Historically some of the most abundant species of large raptor in the world, South Asian vulture populations underwent disastrous declines from the mid-1990s onwards, as a result of unintended poisoning by the veterinary drug diclofenac.

The worst-hit species, White-rumped Vulture, declined by a dreadful 99.9% in India between 1992 and 2007. As a result of these losses, three species – White-rumped, Indian and Slender-billed Vultures, were classified by IUCN as Critically Endangered.


White-rumped Vulture has suffered a disastrous decline in India (Ed Stubbs).

 

Conservation efforts

Diclofenac was banned in India and elsewhere in 2006. Furthermore, vulture numbers have been monitored on a regular basis to assess whether conservation efforts are having any impact on the status of populations.

Beginning in 1992, vultures in India have been surveyed along road transects, which involves driving along both major highways, and tracks running through protected areas, and counting any vultures encountered. The eighth such survey, which covered some 16,000 km of roads in 13 states, was carried out in 2022, and the results have recently been published.

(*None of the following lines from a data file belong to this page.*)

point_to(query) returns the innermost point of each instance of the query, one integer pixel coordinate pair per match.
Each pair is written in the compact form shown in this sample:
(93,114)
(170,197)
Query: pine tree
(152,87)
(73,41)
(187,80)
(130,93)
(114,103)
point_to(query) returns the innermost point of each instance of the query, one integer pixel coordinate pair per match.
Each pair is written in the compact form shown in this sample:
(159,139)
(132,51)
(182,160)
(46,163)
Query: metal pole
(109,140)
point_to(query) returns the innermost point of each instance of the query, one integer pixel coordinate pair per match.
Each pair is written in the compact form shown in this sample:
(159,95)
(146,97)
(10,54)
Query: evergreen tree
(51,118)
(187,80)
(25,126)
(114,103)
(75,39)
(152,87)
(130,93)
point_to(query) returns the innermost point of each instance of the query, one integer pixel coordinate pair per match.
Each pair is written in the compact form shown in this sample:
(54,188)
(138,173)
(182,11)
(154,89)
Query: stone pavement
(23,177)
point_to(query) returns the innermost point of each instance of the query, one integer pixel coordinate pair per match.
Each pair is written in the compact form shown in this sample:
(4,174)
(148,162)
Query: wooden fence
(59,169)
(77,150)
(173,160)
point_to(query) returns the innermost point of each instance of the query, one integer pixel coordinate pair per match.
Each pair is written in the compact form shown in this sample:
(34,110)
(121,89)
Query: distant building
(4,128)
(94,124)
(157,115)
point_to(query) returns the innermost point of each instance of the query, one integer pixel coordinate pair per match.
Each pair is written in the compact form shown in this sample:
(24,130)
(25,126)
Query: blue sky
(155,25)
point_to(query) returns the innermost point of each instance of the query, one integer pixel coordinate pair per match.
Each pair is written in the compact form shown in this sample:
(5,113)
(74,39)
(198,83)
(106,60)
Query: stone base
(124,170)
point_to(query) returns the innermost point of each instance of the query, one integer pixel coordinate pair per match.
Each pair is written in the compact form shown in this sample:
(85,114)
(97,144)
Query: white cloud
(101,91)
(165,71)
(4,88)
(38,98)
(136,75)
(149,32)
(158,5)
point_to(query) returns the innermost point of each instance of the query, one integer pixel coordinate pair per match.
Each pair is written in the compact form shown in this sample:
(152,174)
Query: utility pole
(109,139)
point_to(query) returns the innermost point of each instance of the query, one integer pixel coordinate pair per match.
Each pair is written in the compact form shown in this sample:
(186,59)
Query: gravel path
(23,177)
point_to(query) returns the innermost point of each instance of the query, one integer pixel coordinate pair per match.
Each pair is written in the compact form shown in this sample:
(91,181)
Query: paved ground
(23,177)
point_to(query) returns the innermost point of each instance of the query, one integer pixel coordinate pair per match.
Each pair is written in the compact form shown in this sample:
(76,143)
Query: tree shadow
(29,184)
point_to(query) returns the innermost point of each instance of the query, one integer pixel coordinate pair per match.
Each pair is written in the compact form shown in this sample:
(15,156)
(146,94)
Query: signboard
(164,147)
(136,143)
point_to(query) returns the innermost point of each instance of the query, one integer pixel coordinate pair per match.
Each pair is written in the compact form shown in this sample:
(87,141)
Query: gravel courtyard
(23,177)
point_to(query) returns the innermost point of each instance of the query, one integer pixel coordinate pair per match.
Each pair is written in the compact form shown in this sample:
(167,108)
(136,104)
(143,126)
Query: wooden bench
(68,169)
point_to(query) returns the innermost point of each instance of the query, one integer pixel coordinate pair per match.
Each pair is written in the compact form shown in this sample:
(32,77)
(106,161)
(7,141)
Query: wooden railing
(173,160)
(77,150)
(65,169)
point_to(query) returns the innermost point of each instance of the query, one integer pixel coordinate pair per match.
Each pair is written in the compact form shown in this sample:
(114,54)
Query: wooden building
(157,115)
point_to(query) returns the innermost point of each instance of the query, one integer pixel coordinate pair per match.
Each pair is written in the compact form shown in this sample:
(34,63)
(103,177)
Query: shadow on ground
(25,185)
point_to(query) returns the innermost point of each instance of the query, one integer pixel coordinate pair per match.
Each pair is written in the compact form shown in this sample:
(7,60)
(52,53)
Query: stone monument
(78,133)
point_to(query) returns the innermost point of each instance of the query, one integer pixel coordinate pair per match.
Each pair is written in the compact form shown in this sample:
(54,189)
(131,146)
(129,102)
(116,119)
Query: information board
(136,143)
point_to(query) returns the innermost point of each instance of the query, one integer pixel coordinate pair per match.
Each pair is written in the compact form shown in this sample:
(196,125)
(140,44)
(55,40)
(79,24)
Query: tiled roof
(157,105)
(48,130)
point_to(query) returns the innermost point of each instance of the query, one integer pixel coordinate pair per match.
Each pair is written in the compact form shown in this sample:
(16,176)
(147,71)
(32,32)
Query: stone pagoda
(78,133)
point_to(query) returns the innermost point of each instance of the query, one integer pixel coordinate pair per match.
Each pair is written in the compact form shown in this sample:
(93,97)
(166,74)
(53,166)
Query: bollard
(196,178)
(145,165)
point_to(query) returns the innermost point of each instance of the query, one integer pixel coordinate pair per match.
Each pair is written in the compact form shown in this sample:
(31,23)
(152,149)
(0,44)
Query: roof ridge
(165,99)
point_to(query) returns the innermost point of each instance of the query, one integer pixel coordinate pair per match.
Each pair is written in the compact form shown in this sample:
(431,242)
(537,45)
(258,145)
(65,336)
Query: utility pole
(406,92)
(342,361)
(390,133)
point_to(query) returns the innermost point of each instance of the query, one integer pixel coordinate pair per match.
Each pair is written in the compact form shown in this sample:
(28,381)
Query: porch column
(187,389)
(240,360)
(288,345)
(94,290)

Previous surveys up to 2015 had shown that the rapid declines that White-rumped and Indian and Slender-billed Vultures combined had experienced from the mid-1990s onwards had begun to slow down, with even some tentative evidence that populations of White-rumped had stabilised. 

 

Vultures stablising

Numbers of Slender-billed Vultures have always been too low to quantify a reliable trend for this rare species. Survey results from 2022 confirmed that populations continued to remain stable, including Indian Vulture, which had shown signs of further declines in the 2015 survey.

Further evidence that populations have remained stable came from analysis of changes over time in the annual population multiplication rate, which was below one (indicating a population decline) in the early 2000s, but which hovered around one (stability) in later periods.

Despite populations of vultures remaining stable since the ban on diclofenac, much work remains to be done to ensure the future survival of these species. With population levels now at a fraction of what they once were, the species are still in a precarious situation.